?Takeaway: The Family and Medical Leave Act (FMLA) allows employers to establish call-in requirements for employees to use FMLA leave. But an employee’s reference to flare-ups, if connected to FMLA certification, may suffice to satisfy call-in requirements.
?When the employee called in for leave due to flare-ups of depression and anxiety, this satisfied the Family and Medical Leave Act’s (FMLA’s) requirements because his doctor’s FMLA certification stated he could not work during a flare-up, the 6th U.S. Circuit Court of Appeals determined.
The plaintiff started working for the car company FCA in January 2013 as an assembly-line worker at FCA’s Trenton Engine Complex, then moved into a position cutting cranks for engines. FCA terminated him in September 2015 for attendance infractions but conditionally reinstated him in April 2017 for a one-year probationary period. Under the terms of the conditional reinstatement letter, FCA could terminate him if he incurred two unexcused tardies or one unexcused absence during his probationary period.
About six months after reinstatement, the plaintiff applied for intermittent FMLA leave. Sedgwick, FCA’s third-party leave administrator, asked the plaintiff to provide medical documentation to support his request. His doctor submitted a medical certification form, stating that he had major recurrent depression and moderate/generalized anxiety disorder. The form noted that the plaintiff could not perform any or all job duties during a flare-up of symptoms.
The plaintiff thereafter requested up to three to four days of intermittent leave per month to manage his flare-ups. Sedgwick responded with a letter that conditionally approved the request and noted that he could take up to four FMLA leave days per month. However, the letter also noted that Sedgwick would determine if he met all eligibility requirements when he used the leave.
Sedgwick’s letters gave conflicting instructions about how to call in to use intermittent FMLA leave days. The first letter gave a 1-800 number, followed by a 1-888 number to contact the FCA Service Center on the first day of absence. The second letter told him to call Sedgwick on his first day of FMLA-related absence or tardy, but then only repeated the 1-800 number from the first letter. FCA’s own HR representative testified inconsistently as to the call-in procedure. She first stated that employees need only call FCA, then said they also needed to call Sedgwick, but did not know what number employees should use to call Sedgwick.
The plaintiff only called FCA when he was late three times and absent twice. He was absent on Dec. 6 and 7, calling in on Dec. 6 and stated he was “having a flare-up” and did not “feel good at all.” He stated he had to go to the doctor. On Dec. 8, he called in tardy because he had “been sick the last few days.” When asked if the reason was “personal” or “other,” he first said “personal,” and then said “other.”

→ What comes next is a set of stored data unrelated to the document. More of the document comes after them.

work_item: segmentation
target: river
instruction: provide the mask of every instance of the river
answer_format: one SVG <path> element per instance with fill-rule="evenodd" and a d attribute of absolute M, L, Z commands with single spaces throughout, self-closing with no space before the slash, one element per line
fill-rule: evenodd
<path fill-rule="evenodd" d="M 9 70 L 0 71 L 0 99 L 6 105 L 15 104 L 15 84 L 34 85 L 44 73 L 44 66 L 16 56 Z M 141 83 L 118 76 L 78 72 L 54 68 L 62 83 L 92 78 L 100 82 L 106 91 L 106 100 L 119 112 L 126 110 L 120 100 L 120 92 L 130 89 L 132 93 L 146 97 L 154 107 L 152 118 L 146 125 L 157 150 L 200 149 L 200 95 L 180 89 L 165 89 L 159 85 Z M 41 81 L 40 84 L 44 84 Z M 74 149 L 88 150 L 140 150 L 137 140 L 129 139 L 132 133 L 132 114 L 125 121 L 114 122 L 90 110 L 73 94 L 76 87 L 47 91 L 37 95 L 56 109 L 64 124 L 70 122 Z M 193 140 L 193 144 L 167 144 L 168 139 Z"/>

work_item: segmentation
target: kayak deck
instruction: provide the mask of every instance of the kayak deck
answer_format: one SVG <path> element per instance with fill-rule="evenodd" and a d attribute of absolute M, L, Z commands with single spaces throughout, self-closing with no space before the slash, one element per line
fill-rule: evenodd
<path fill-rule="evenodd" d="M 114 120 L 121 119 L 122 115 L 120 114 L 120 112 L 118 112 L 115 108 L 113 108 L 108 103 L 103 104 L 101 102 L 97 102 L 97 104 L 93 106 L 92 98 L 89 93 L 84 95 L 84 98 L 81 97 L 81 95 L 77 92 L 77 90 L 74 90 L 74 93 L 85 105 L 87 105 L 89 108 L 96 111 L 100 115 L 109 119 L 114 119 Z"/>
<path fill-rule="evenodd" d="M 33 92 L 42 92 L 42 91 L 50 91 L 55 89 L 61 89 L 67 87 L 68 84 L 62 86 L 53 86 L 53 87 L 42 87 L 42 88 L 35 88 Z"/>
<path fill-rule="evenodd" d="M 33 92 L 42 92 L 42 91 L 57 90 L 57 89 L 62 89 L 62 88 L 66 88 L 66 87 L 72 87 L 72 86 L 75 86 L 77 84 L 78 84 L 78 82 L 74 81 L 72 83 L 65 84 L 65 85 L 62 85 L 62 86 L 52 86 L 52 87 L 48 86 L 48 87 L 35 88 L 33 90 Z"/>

When the plaintiff returned to work on Dec. 8, one of his supervisors approached him and said that he noticed the plaintiff took FMLA leave. A few days later, another supervisor told him that he had missed some days, but she did not see the absences in the system. When the HR professional inquired with Sedgwick, Sedgwick told her the absences were not coded under FMLA, and thus FCA’s timesheet system could not apply them to the claim.
The plaintiff called in tardy again on Jan. 5, 2018, stating he was “having a flare-up” and did not “feel good at all.” The operator asked if he was sick, and he said yes. FCA marked each absence as a miscellaneous unexcused absence.
On Jan. 11, 2018, the FCA terminated the plaintiff for violating his conditional reinstatement letter. They gave him a notice of discharge and escorted him from the building.
The plaintiff sued FCA for FMLA interference and retaliation. FCA moved for summary judgment, which was granted. The plaintiff appealed to the 6th U.S. Circuit Court of Appeals.
On appeal, the 6th Circuit considered whether the plaintiff notified FCA that he was using intermittent FMLA leave on the dates in question. The judges split on whether the leave qualified as “foreseen” or “unforeseen” leave under FMLA regulations, as intermittent leave generally qualifies as “foreseen” but the individual instances were “unforeseen.”
Either way, the judges agreed that the plaintiff gave sufficient notice that his absences related to his FMLA leave, although he never referenced the FMLA, depression or anxiety. Rather, his reference to “flare-ups” connected to his doctor’s certification, and thus invoked the FMLA’s protections.
As a result, the 6th Circuit reversed the district court and ordered the claim to proceed to trial.
Render v. FCA US LLC, 6th Cir., No. 21-2851 (Nov. 16, 2022), petition for rehearing en banc denied (Dec. 28, 2022).
Jeffrey Rhodes is an attorney with McInroy, Rigby & Rhodes LLP in Arlington, Va.